Part two comprises chapters five through ten and is given over to “Virtue, Moral Practices, and Discernment.” This section in many ways represents an application of the first part of the book and Barth’s theological ethic to various areas of concern. Here we must be more brief. Chapter five (“What Shall Parents Teach Their Children?”) and six (“In Search of Real Children: Innocence, Absence and Becoming a Self”) explores the divine command in the realm of parental responsibilities and the vocation of children. Chapter seven (“Love of God and the Moral Meaning of Joy”) analyzes how the affection of joy and the disposition of virtues enable us to feel joy well and can serve as a basis for integrity in the Christian life (note this chapter’s reflection on joy in the thoughts of Karl Barth, Julian of Norwich, and Thomas Aquinas).
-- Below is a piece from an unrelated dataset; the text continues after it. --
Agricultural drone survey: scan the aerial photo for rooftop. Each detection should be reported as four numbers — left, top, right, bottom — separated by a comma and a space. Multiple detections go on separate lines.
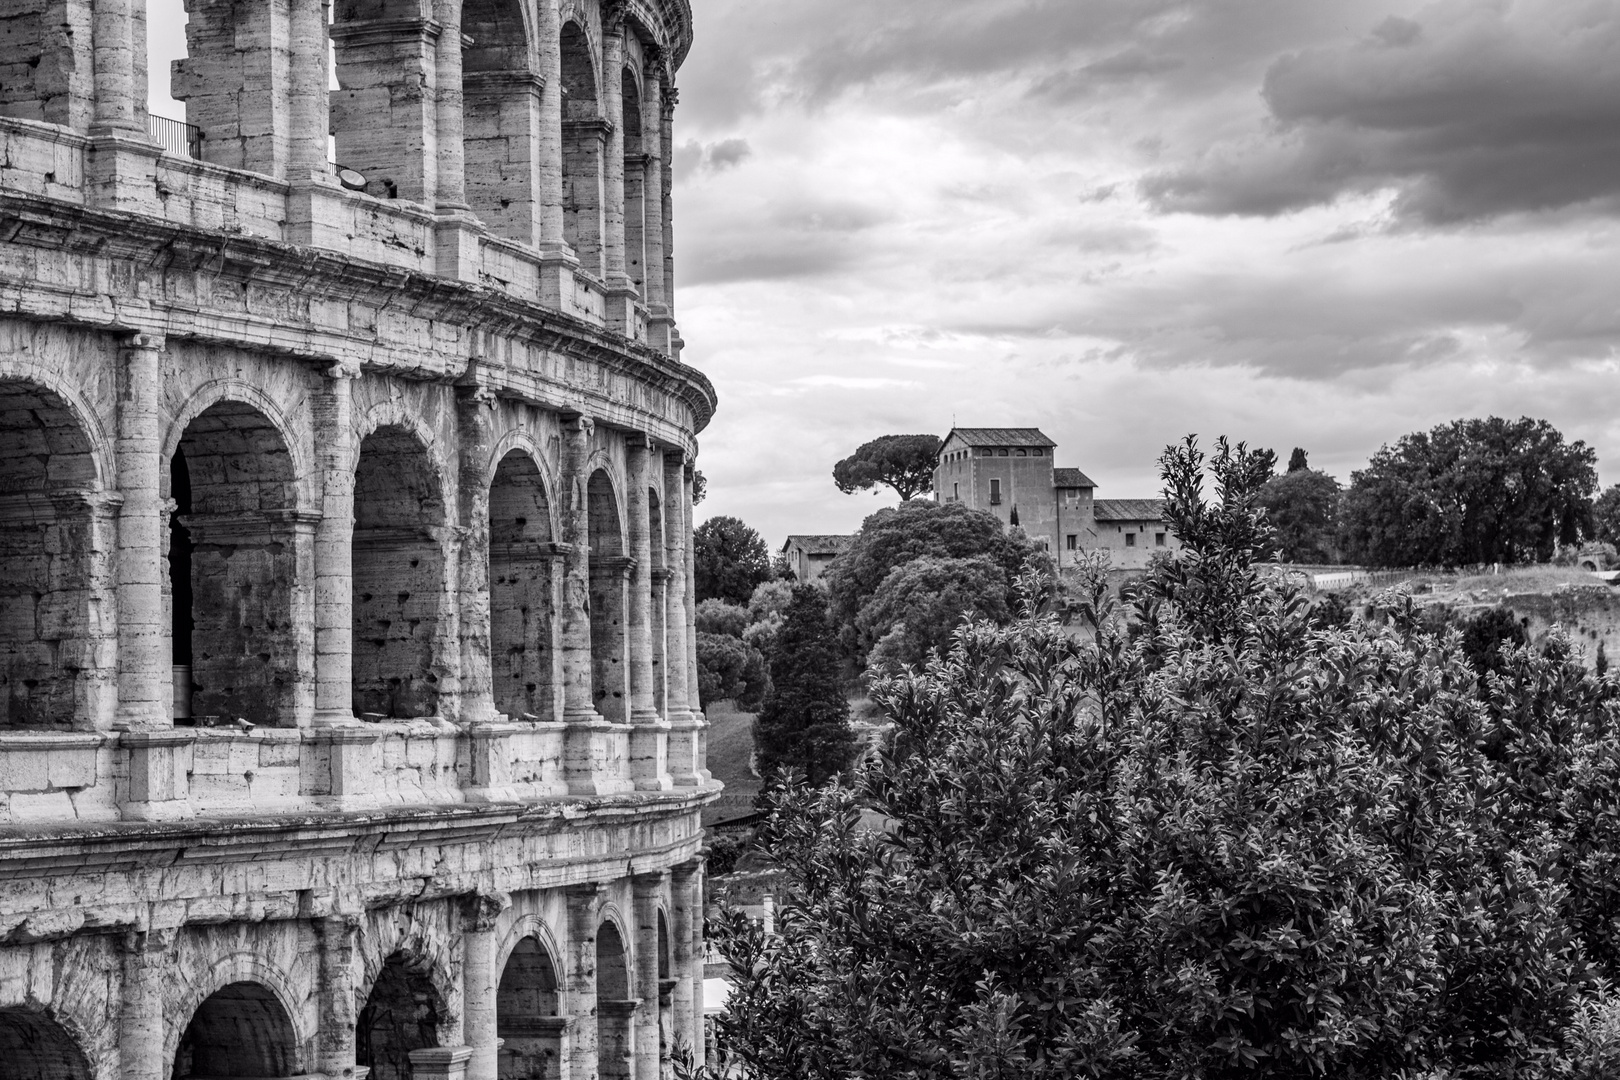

Chapter eight (“Hiddenness, Disclosure, and the Reality of God: The Practice of Truth Telling”) looks at the practice of truth telling and being truthful. Both Barth and Bonhoeffer’s reflections are brought critically together in this chapter to great effect.
Chapter nine (“Practical Wisdom and Integrity”) explores the virtues of prudence and practical wisdom and the sort of “surpassing reasonableness” to which it disposes in the sanctified life of the justified sinner who is reconciled with God in Jesus Christ. Chapter ten (“Desire, Reverence, and Friendship”) is an extensive and free-flowing theological exchange which examines the topic of the love of neighbor.
Weaknesses in the book, if present, were not noted by this reviewer. One of the strengths of this volume, aside from it being a collection of work from a respected, veteran scholar, is that there is a coherent flow to the chapters which readers will likely appreciate. Also, it is always appreciated when an author or editor uses footnotes rather than endnotes - this work has footnotes. An index is included in the volume. The preface to the book is a helpful orientation for readers who may not be as familiar with Barth’s ethical project and Werpehowski’s work within it. Reading a collected volume of this kind from cover to cover is made easier by the applied nature of the second part of the book, which will likely draw the reader along.
The views expressed here are strictly those of the author; they do not necessarily represent the views of the Center for Barth Studies or Princeton Theological Seminary.